# husband and taxes



## needhelpnow (Feb 19, 2009)

I filed taxes with my husband for the first time 2yrs ago, and each year I would find out that he had not claimed all his 1099s, and we would end up oweing because he never pays the taxes during the year. We have been together 11 yrs, and I have lost trust in him. He refuse to contact the IRS and make a payment plan, and continues to place it on the back burner. when i ask him about it, it starts an argument. I hate confrontation, and I always back down. I feel trapped, and I have no idea what to do. I have worked and paid my taxes for 30 years, and do not know how to help him understand how important this is. I need some advice.


----------



## onlylonelyone (Jan 26, 2009)

The problem is you are married, lol. No matter what you are responsible for his taxes too. Filing seperately I don't think will matter very much. If you could get him to claim his 1099's you would probably get more more back filing together, therefore your return would go straight to IRS and they will set up a payment plan to pay the rest of it back. He doesn't have a choice. If he has received 1099's then the company who issued it has definately filed those with I.R.S. Let him know you could lose your home/everything and he could sit in prison if he doesn't take action now. That is a heavy burden to carry, both of you will feel so much better just getting the monkey off your back. You can get extensions from the I.R.S. but if they have to come looking for you it won't be pretty. I would be tempted to call the I.R.S. and let them know yourself and just get the ball rolling with it all.


----------



## justean (May 28, 2008)

id say try the tax expert.
but i b honest here, my H although not confrontational with me, just finds stuff like tax really confusing. he finds the whole system hard to digest. on the other side, i havent got a clue either, but i wil give it ago.
i suppose im just trying to say here. its like putting stuff to the back of your mind because you cant cope with it.
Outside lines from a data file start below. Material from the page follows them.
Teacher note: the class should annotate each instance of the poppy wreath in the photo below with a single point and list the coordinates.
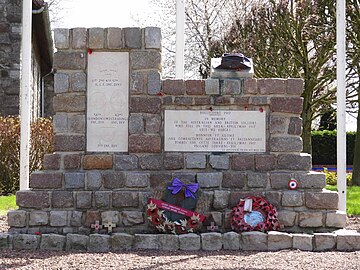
(268, 212)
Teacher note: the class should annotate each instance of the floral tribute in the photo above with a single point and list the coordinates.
(174, 215)
(260, 216)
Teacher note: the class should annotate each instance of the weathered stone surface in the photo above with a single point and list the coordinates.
(152, 38)
(211, 241)
(16, 218)
(146, 241)
(324, 241)
(257, 180)
(46, 180)
(114, 180)
(243, 162)
(209, 180)
(219, 161)
(292, 198)
(25, 241)
(33, 199)
(125, 199)
(144, 143)
(347, 240)
(195, 161)
(38, 218)
(189, 242)
(74, 180)
(221, 199)
(234, 179)
(121, 241)
(168, 242)
(83, 199)
(253, 241)
(126, 162)
(58, 218)
(286, 144)
(310, 219)
(325, 199)
(135, 179)
(130, 218)
(62, 199)
(99, 243)
(52, 242)
(279, 240)
(69, 60)
(287, 218)
(77, 242)
(231, 241)
(336, 219)
(212, 87)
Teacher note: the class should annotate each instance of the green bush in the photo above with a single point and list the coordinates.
(41, 142)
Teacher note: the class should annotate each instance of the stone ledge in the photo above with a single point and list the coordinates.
(341, 240)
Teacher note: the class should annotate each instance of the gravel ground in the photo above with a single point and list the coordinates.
(286, 259)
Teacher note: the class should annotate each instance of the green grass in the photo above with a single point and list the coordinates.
(352, 199)
(7, 203)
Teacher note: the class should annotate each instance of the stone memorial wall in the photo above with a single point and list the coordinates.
(122, 134)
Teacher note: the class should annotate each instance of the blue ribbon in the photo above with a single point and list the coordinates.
(190, 189)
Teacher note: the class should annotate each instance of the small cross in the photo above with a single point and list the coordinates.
(212, 227)
(96, 226)
(109, 226)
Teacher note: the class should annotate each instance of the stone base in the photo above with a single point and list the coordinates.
(344, 240)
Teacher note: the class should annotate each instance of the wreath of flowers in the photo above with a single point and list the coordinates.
(157, 217)
(269, 213)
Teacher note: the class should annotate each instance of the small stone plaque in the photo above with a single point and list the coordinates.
(108, 101)
(215, 131)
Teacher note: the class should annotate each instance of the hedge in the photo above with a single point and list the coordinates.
(324, 147)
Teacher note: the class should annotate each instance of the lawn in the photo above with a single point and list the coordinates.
(7, 203)
(352, 199)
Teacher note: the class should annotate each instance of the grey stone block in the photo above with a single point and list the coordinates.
(292, 198)
(93, 180)
(221, 199)
(77, 242)
(211, 241)
(168, 242)
(126, 162)
(25, 241)
(121, 241)
(152, 38)
(58, 218)
(52, 242)
(219, 162)
(253, 241)
(74, 180)
(145, 241)
(257, 180)
(303, 242)
(130, 218)
(209, 180)
(189, 242)
(17, 218)
(38, 218)
(61, 83)
(231, 241)
(212, 87)
(324, 241)
(99, 243)
(279, 241)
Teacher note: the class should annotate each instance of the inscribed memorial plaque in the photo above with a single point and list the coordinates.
(107, 101)
(215, 131)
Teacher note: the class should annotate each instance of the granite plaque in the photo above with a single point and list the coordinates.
(108, 101)
(215, 131)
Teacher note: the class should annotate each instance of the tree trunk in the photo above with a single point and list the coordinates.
(356, 161)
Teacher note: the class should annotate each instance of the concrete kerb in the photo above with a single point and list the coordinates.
(341, 240)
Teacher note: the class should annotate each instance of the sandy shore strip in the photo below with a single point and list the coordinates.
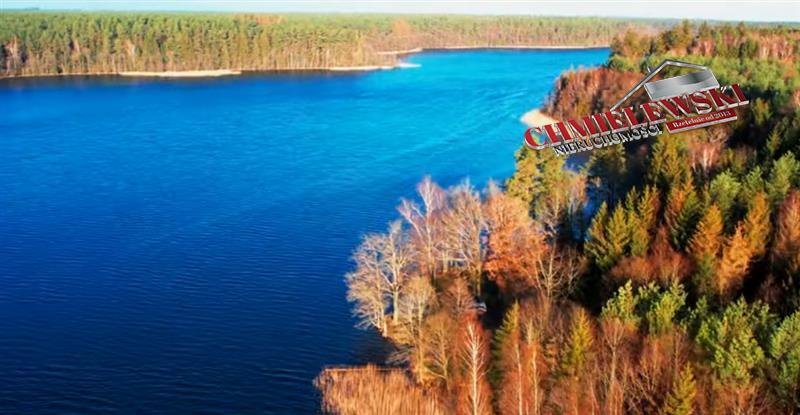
(536, 118)
(182, 74)
(400, 52)
(358, 68)
(477, 47)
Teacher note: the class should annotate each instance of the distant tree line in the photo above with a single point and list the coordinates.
(45, 43)
(663, 277)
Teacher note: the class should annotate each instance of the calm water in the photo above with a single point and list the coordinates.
(180, 246)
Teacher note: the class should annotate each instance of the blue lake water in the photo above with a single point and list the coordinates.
(180, 246)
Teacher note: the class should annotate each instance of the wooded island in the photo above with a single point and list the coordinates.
(58, 43)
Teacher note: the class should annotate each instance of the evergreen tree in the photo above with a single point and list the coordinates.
(578, 346)
(680, 400)
(784, 350)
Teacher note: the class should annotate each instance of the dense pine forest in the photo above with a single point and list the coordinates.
(661, 277)
(43, 43)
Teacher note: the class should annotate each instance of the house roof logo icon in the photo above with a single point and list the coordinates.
(700, 80)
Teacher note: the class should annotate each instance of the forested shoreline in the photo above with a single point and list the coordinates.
(662, 277)
(62, 43)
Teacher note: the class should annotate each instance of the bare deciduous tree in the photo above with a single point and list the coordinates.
(425, 222)
(464, 227)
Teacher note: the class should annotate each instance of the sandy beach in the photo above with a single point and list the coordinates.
(182, 74)
(536, 118)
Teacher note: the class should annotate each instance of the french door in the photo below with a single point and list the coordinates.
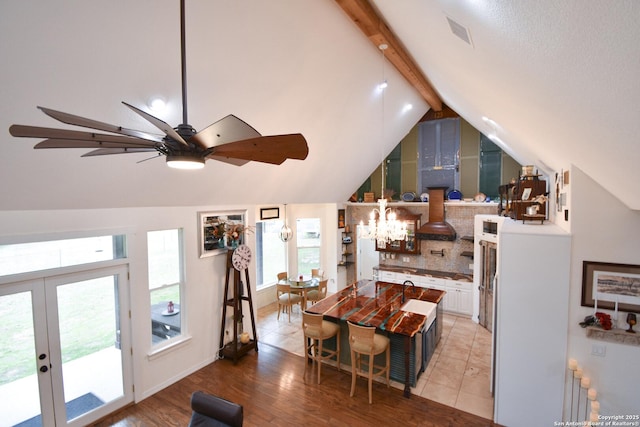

prob going of the point here. but i personally know a family that left all the matters to the father of the family - bear in mind 2 were the parents (70 + age) of the 3 adult children who also lived in the house ( 50+ age) yep mad world. 
but about 4 yrs ago. they had there supplies to the house cut of. 
not realising n e thing and thinking it were power cuts.
the siblings found out a stash of unopened mail. it had been hidden for a number of yrs.
the siblings found that the father, just by not opening the mail, relinquished any responsiblity and just didnt want to deal with these situations.
the family ended up in court and immediately had to pay £5000 .00
not including the rest of it.


----------